Published: 4th November, 2010

THE government has made great play of its intention to crack down on benefit fraud in the UK and collect, in total, £1.5billion of additional revenue as a result.

I’m delighted that the government is to tackle fraud, but I doubt the wisdom of allocating considerable resources to tackling benefit fraud when there is a much bigger issue to address. That is the massive cost that uncollected tax imposes upon all honest taxpayers.

The difference between the amount of tax that should, theoretically, be paid if everyone was honest, no one tax-avoided, and everyone paid their tax on time in our economy and the actual amount of tax that the government collects each year is called the tax gap. 

In 2009 HM Revenue and Customs (HMRC) estimated this total at £40billion. Less than a year later, in September 2010, it increased the estimate of £42billion. Of this sum the vast majority is tax evasion. Tax evasion is fraudulent; it is deliberately not paying tax by withholding information from HMRC. A small part, amounting to a little over £4billion is, according to HMRC, caused by tax avoidance. That is deliberately exploiting tax loopholes in a way that parliament did not intend. 

What HMRC totally forgot about at the time of publishing these figures was that more than £25billion is at any time overdue for payment to HMRC. In other words, people are withholding this money from the government and, as a result, the government has to borrow this money instead. 

This overdue tax is at least the one area where I can agree with HMRC about the size of the tax gap. I do not agree with their calculations on tax avoidance and tax evasion. 

In 2008 I estimated total tax avoidance in the UK amounted to about £25billion a year. 

About half of that was by individuals and half by large companies. The individual tax avoidance I calculated on the basis of HMRC’s own published statistics, most of which have not been updated since then. This includes tax avoidance within families by use of small limited companies, abuse of capital gains tax, abuse of the domicile rule, inheritance tax avoidance and more. To calculate the loss from companies I reviewed the accounts of the largest 50 companies in the UK for a period of seven years. 

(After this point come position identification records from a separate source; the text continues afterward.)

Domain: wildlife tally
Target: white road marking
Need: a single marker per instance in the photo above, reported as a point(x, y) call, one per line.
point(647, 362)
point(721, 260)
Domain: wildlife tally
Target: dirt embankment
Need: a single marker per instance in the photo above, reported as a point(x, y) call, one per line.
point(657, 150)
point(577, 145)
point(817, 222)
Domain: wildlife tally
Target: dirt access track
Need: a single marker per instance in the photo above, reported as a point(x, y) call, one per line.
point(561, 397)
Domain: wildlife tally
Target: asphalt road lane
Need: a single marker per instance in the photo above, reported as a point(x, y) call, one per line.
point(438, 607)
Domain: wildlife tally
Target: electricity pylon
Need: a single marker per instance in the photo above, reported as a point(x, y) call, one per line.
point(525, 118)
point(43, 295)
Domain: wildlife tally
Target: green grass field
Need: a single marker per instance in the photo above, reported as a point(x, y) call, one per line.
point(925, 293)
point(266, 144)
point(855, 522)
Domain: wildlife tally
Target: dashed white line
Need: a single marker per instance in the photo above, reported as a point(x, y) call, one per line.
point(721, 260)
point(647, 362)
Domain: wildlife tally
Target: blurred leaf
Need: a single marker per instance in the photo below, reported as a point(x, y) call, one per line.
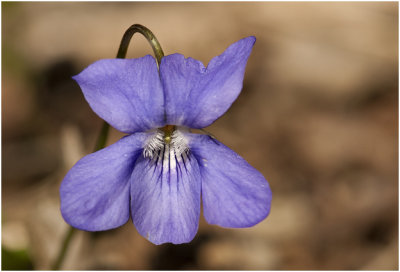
point(15, 259)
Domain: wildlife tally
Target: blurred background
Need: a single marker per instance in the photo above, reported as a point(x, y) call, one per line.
point(317, 116)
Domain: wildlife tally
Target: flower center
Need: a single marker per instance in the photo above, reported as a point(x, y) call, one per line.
point(168, 141)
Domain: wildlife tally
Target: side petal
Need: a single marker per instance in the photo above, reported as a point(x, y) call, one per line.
point(165, 196)
point(196, 96)
point(95, 192)
point(126, 93)
point(234, 194)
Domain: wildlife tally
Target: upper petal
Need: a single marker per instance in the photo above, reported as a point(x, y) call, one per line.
point(234, 193)
point(95, 192)
point(196, 96)
point(165, 197)
point(127, 93)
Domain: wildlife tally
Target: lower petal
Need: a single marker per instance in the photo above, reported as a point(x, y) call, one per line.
point(234, 193)
point(165, 196)
point(95, 192)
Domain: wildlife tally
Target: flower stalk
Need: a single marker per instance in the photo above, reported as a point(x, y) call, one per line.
point(103, 135)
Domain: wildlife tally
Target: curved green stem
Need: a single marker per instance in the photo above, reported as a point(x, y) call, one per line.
point(123, 48)
point(102, 138)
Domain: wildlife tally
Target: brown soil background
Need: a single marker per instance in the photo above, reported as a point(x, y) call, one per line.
point(317, 116)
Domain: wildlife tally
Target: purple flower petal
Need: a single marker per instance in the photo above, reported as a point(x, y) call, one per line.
point(127, 93)
point(165, 197)
point(234, 193)
point(196, 96)
point(95, 192)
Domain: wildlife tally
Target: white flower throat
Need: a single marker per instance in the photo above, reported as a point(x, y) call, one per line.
point(165, 144)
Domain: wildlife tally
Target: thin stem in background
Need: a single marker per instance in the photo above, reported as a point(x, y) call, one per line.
point(102, 139)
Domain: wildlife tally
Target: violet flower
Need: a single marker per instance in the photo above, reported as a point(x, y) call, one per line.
point(158, 174)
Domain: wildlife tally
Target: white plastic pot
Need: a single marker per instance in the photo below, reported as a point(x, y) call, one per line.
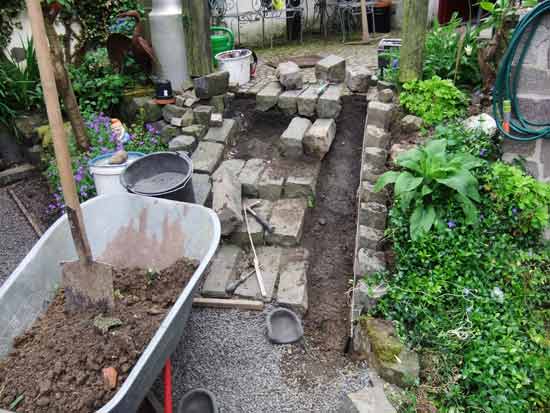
point(107, 176)
point(237, 63)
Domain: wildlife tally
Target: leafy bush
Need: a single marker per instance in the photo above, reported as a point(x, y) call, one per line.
point(434, 100)
point(431, 177)
point(142, 138)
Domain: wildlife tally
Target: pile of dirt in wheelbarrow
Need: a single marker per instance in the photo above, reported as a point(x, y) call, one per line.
point(63, 362)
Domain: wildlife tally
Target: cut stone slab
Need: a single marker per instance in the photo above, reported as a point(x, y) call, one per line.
point(290, 75)
point(318, 139)
point(357, 79)
point(307, 101)
point(302, 182)
point(380, 114)
point(288, 101)
point(240, 235)
point(172, 111)
point(292, 138)
point(224, 134)
point(250, 176)
point(267, 98)
point(270, 260)
point(232, 165)
point(331, 69)
point(202, 188)
point(270, 185)
point(287, 219)
point(207, 157)
point(202, 114)
point(227, 201)
point(184, 143)
point(211, 85)
point(222, 270)
point(292, 290)
point(329, 104)
point(197, 131)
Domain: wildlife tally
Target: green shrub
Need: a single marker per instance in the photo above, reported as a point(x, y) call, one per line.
point(434, 100)
point(431, 177)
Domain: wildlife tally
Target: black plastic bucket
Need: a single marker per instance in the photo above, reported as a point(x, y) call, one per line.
point(165, 175)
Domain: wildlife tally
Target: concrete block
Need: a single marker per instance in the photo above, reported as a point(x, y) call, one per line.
point(318, 139)
point(292, 291)
point(287, 219)
point(329, 104)
point(207, 157)
point(331, 69)
point(227, 201)
point(223, 269)
point(267, 98)
point(292, 138)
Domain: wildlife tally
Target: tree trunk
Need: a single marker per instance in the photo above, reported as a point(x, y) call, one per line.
point(66, 88)
point(415, 22)
point(197, 37)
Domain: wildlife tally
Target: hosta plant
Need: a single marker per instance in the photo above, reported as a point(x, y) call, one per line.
point(429, 179)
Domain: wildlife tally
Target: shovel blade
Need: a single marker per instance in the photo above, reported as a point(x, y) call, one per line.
point(88, 286)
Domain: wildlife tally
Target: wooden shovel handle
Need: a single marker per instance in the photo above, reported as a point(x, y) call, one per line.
point(62, 155)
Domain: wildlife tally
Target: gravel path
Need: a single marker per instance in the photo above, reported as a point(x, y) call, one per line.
point(16, 235)
point(228, 353)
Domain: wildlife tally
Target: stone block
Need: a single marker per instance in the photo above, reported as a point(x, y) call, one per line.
point(172, 111)
point(267, 98)
point(288, 101)
point(270, 260)
point(290, 75)
point(223, 269)
point(270, 185)
point(232, 165)
point(184, 143)
point(370, 238)
point(240, 235)
point(197, 131)
point(357, 79)
point(292, 291)
point(207, 157)
point(292, 138)
point(302, 182)
point(307, 101)
point(329, 104)
point(331, 69)
point(377, 137)
point(202, 114)
point(380, 114)
point(225, 134)
point(211, 85)
point(319, 137)
point(287, 219)
point(373, 214)
point(227, 201)
point(250, 176)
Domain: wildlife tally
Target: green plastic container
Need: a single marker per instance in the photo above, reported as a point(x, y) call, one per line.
point(222, 40)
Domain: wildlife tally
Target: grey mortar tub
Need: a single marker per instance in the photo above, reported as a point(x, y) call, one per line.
point(124, 230)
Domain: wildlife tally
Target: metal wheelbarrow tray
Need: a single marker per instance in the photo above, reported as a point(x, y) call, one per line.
point(126, 231)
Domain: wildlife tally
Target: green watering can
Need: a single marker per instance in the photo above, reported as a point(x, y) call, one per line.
point(222, 40)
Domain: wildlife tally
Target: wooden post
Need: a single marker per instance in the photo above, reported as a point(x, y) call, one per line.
point(197, 37)
point(415, 21)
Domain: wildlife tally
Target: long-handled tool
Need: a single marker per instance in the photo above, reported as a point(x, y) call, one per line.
point(87, 283)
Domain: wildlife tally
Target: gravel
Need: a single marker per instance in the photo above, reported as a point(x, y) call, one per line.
point(227, 352)
point(16, 235)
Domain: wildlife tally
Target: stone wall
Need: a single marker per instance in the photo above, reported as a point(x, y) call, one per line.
point(534, 102)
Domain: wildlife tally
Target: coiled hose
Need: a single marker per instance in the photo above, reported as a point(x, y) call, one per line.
point(506, 84)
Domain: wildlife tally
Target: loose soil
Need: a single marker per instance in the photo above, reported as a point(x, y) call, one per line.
point(57, 365)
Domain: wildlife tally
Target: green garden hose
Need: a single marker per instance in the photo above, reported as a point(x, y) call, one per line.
point(506, 84)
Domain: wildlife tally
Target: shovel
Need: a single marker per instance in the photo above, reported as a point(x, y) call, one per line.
point(87, 284)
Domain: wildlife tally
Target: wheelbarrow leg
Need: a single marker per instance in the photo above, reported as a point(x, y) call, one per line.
point(168, 406)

Although they should have been paying tax at 30 per cent their average tax rate in 2006 was 22.5 per cent and is now, on the basis of recent work, about 21 per cent. They are simply not paying the tax that we expect.

As for tax evasion, what my research showed was that HMRC are dramatically under-estimating this for all taxes except the VAT. 

The reasons are technical, but if the same basis of calculation used for VAT was applied to income tax, National Insurance, corporation tax, capital gains tax, inheritance tax and some other revenues then, I estimate, about 13.7 per cent of all taxes due in this country are evaded. That’s about £70billion a year. Curiously just after I published my work in March this year the World Bank produced their own estimate of the tax loss. They said it was 13.5 per cent .

If you add my estimates together then I believe the tax gap is about £120billion a year, three times bigger than the official total and 80 times bigger than the benefit fraud the government hopes to recover. 

In that case this is the biggest issue in closing the government deficit.

Importantly the tax gap can be reduced. 

Over the past five years HMRC has got rid of 30,000 of its staff, leaving 70,000 at present. 

It plans to get rid of another 13,000. 

This is madness. 

These are the people who could collect the missing billions, but the government is refusing to employ them. 

I estimate that for £1billion of extra spending on staff up to £20 billion of tax could be collected each year. 

It is hard to explain why the government won’t collect this tax. 

It seems as if they believe that it’s better to leave tax in the pockets of the cheats and cut government spending instead. If that’s their real attitude then their whole cuts agenda is morally bankrupt. 

Tackling tax fraud and tax avoidance is the way to close the deficit, and all honest taxpayers should demand that the government take action on this, starting right now by giving HMRC the staff it needs to collect the taxes owing.